Univ Rennes, CNRS, IGDR - UMR 6290, F-35000 Rennes, France.
Bioinformatics. 2022 Mar 4;38(6):1685-1691. doi: 10.1093/bioinformatics/btac013.
Information on protein-protein interactions is collected in numerous primary databases with their own curation process. Several meta-databases aggregate primary databases to provide more exhaustive datasets. In addition to exhaustivity, aggregation contributes to reliability by providing an overview of the various studies and detection methods supporting an interaction. However, interactions listed in different primary databases are partly redundant because some publications reporting protein-protein interactions have been curated by multiple primary databases. Mere aggregation can thus introduce a bias if these redundancies are not identified and eliminated. To overcome this bias, meta-databases rely on the Molecular Interaction ontology that describes interaction detection methods, but they do not fully take advantage of the ontology's rich semantics, which leads to systematically overestimating interaction reproducibility.

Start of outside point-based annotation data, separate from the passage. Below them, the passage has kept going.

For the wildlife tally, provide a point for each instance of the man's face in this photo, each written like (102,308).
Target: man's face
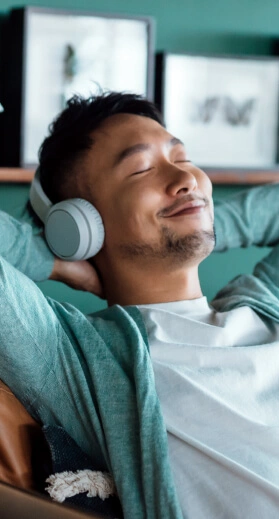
(154,202)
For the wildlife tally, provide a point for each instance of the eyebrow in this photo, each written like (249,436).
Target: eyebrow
(137,148)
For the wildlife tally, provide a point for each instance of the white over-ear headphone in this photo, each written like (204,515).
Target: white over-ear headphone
(73,228)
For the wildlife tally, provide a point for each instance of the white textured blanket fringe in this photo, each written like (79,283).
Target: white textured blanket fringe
(68,484)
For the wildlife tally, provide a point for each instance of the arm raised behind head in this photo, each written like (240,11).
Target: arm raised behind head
(247,218)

We propose a precise definition of explicit and implicit redundancy and show that both can be easily detected using Semantic Web technologies. We apply this process to a dataset from the Agile Protein Interactomes DataServer (APID) meta-database and show that while explicit redundancies were detected by the APID aggregation process, about 15% of APID entries are implicitly redundant and should not be taken into account when presenting confidence-related metrics. More than 90% of implicit redundancies result from the aggregation of distinct primary databases, whereas the remaining occurs between entries of a single database. Finally, we build a 'reproducible interactome' with interactions that have been reproduced by multiple methods or publications. The size of the reproducible interactome is drastically impacted by removing redundancies for both yeast (-59%) and human (-56%), and we show that this is largely due to implicit redundancies.

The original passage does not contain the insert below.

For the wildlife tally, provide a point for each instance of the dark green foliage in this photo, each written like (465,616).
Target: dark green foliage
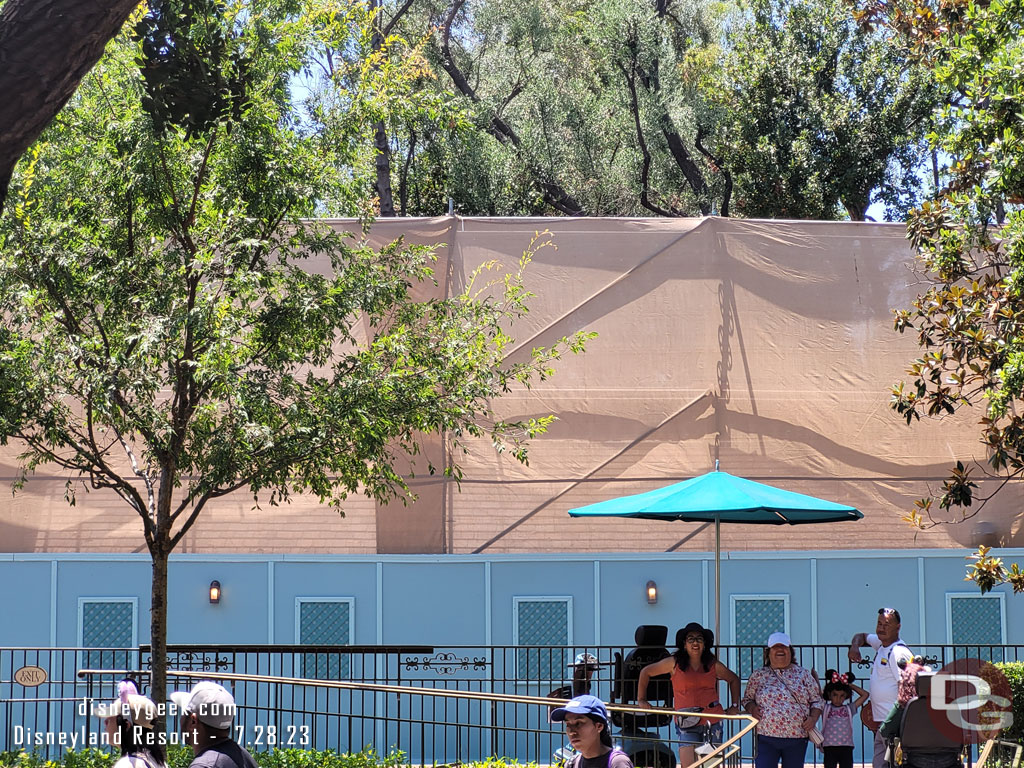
(194,78)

Software, data and results are available at https://gitlab.com/nnet56/reproducible-interactome, https://reproducible-interactome.genouest.org/, Zenodo (https://doi.org/10.5281/zenodo.5595037) and NDEx (https://doi.org/10.18119/N94302 and https://doi.org/10.18119/N97S4D).
Supplementary data are available at Bioinformatics online.

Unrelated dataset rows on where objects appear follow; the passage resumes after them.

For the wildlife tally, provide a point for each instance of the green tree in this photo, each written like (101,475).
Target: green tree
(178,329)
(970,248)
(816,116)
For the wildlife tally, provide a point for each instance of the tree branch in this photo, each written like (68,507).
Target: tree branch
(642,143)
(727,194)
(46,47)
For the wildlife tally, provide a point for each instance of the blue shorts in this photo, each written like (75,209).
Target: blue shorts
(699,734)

蛋白质-蛋白质相互作用的信息收集在众多具有各自编目过程的原始数据库中。几个元数据库汇总原始数据库以提供更详尽的数据集。除了详尽性之外,汇总通过提供支持某种相互作用的各种研究和检测方法的概述,有助于提高可靠性。然而,不同原始数据库中列出的相互作用部分是冗余的,因为一些报道蛋白质-蛋白质相互作用的出版物已被多个原始数据库编目。如果这些冗余未被识别和消除,仅仅汇总可能会引入偏差。为了克服这种偏差,元数据库依赖于描述相互作用检测方法的分子相互作用本体,但它们没有充分利用该本体丰富的语义,这导致系统地高估了相互作用的可重复性。
我们提出了显式冗余和隐式冗余的精确定义,并表明使用语义网技术可以轻松检测到这两种冗余。我们将此过程应用于敏捷蛋白质相互作用组数据服务器(APID)元数据库的数据集,结果表明虽然APID汇总过程检测到了显式冗余,但约15%的APID条目是隐式冗余的,在呈现与置信度相关的指标时不应予以考虑。超过90%的隐式冗余来自不同原始数据库的汇总,而其余的则发生在单个数据库的条目之间。最后,我们构建了一个“可重复的相互作用组”,其中包含通过多种方法或出版物重复验证的相互作用。去除冗余后,酵母(-59%)和人类(-56%)的可重复相互作用组的规模受到了极大影响,我们表明这在很大程度上是由于隐式冗余造成的。
补充数据可在《生物信息学》在线获取。